Nicht vertuschen, sondern darüber reden lautet die Parole des Vereins, mit der er Abhängige sowie deren Eltern erreichen und auf weitere rasche Schritte hinweisen will. Dazu gehöre die Suche nach einer geeigneten Beratungsstelle, wie etwa der Drogennotruf, die laut Schönauer jedoch überlegt ausgesucht werden müsse. Darüber hinaus verfüge der Verein über ein eigenes Netzwerk aus Therapeuten und Psychologen, auf das er zurückgreifen könne. "Drogensucht ist kein Hemd, das man einfach auszieht", weiß die 71-jährige ehemalige Krankenschwester. Nachdem in ihrer eigenen Familie ein Drogenproblem aufgetaucht sei, habe sie den Elternkreis gegründet. Sie habe sich durch Fachliteratur gewälzt, Kontakte mit Ärzten und Ermittlern gesucht, immer wieder mit Abhängigen gesprochen und sogar Drogendealer aufgespürt, berichtet sie. Später sei sie mit ihren Erfahrungen vor Schülern aufgetreten.

Ursula Schönauer hat sich mit Bernd G. vor vielen Jahren das erste Mal in der Stadt verabredet, nachdem sich ein Verwandter des jungen Mannes an sie gewandt hatte, erzählt sie.
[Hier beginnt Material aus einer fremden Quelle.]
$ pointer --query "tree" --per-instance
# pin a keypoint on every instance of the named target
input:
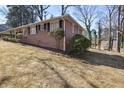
(40, 9)
(110, 11)
(99, 34)
(95, 37)
(120, 27)
(87, 15)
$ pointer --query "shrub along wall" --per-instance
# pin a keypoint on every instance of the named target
(79, 44)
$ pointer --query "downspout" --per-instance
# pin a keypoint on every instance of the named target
(64, 41)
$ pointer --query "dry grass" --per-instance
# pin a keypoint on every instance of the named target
(27, 66)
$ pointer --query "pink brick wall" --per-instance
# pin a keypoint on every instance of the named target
(42, 39)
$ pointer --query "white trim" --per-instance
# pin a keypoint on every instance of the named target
(73, 28)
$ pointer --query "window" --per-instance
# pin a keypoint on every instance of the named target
(33, 30)
(61, 23)
(44, 26)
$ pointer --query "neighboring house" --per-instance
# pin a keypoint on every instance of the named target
(38, 33)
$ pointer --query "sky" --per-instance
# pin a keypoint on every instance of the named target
(55, 10)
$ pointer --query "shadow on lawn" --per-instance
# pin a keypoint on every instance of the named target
(103, 59)
(93, 58)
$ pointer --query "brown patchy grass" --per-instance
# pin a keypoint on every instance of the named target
(27, 66)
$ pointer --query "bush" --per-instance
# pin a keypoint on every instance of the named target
(57, 33)
(79, 44)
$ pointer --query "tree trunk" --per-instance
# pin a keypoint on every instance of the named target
(118, 44)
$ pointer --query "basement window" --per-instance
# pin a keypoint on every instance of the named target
(48, 27)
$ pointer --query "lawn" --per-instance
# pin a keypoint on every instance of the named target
(28, 66)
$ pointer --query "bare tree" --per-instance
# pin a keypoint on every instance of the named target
(120, 27)
(110, 11)
(95, 37)
(64, 9)
(40, 10)
(87, 15)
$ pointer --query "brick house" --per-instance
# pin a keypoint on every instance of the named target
(38, 33)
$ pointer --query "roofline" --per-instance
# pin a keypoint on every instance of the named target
(59, 17)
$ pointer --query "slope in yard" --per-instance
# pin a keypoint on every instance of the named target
(27, 66)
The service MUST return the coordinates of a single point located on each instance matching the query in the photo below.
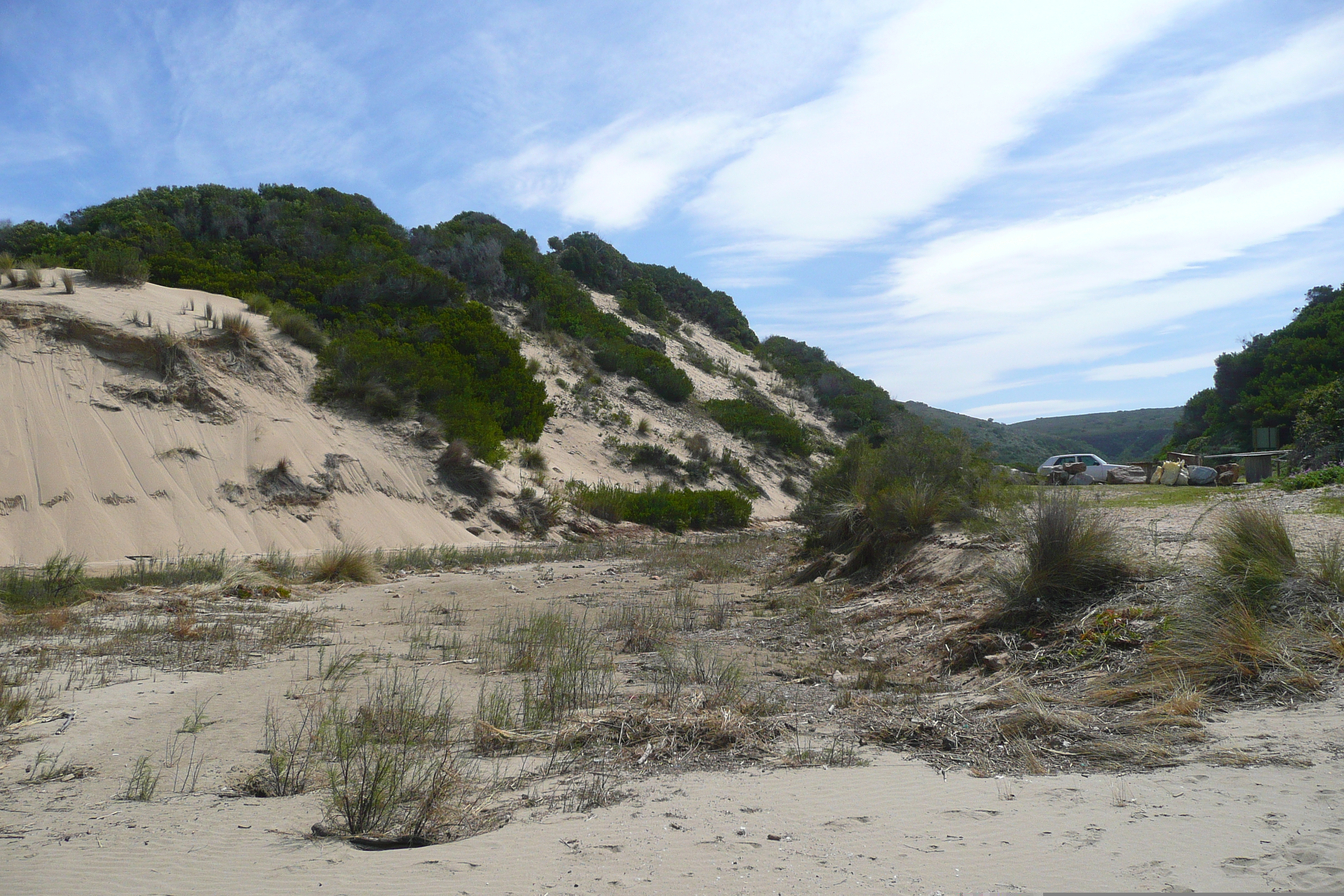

Es folgte die Therapie, durch die sie ihn begleitet hat. Später sei sie mit ihm auf Vorträgen - den sogenannten Beichtgesprächen - in der ganzen Region unterwegs gewesen. Heute sei er nach mehreren Entgiftungen clean und berufstätiger Familienvater. "Junge Süchtige brauchen die Hilfe eines reifen Erwachsenen", so Schönauer. Wie sollten sich Eltern also verhalten? "Es gibt kein Patentrezept", sagt sie und ergänzt: "Manchen Abhängigen hilft eine Therapie, andere bleiben auch nach vielen Therapieversuchen süchtig. " Für betroffene Familien könne es aber schon hilfreich sein im Elternkreis auf Gleichgesinnte zu treffen. Und sie könnten dort die Reife im Umgang mit der Drogensucht entwickeln. Denn Schönauer weiß auch um die möglichen Auswirkungen, wenn Beistand ausbleibt: "Viele Eltern sind verzweifelt, wenn der Nachwuchs plötzlich Joints oder Opiumtabletten konsumiert. Häufig kommt es dann zu einer Co-Abhängigkeit der Eltern. " Deshalb sei Aufmerksamkeit für die Initiative und für das Leid der Mütter ihr Wunsch zum 20-jährigen Bestehen, betont sie. Der Elternkreis trifft sich immer donnerstags um 20 Uhr im Bürgerhaus in der Kreuzstraße 12 (außer in den Ferien) und ist für alle Interessierten offen. Die Internetadresse des Vereins lautet www. drogen-ingolstadt. de. Das Beratungstelefon ist unter der Nummer (0841) 9312476 erreichbar.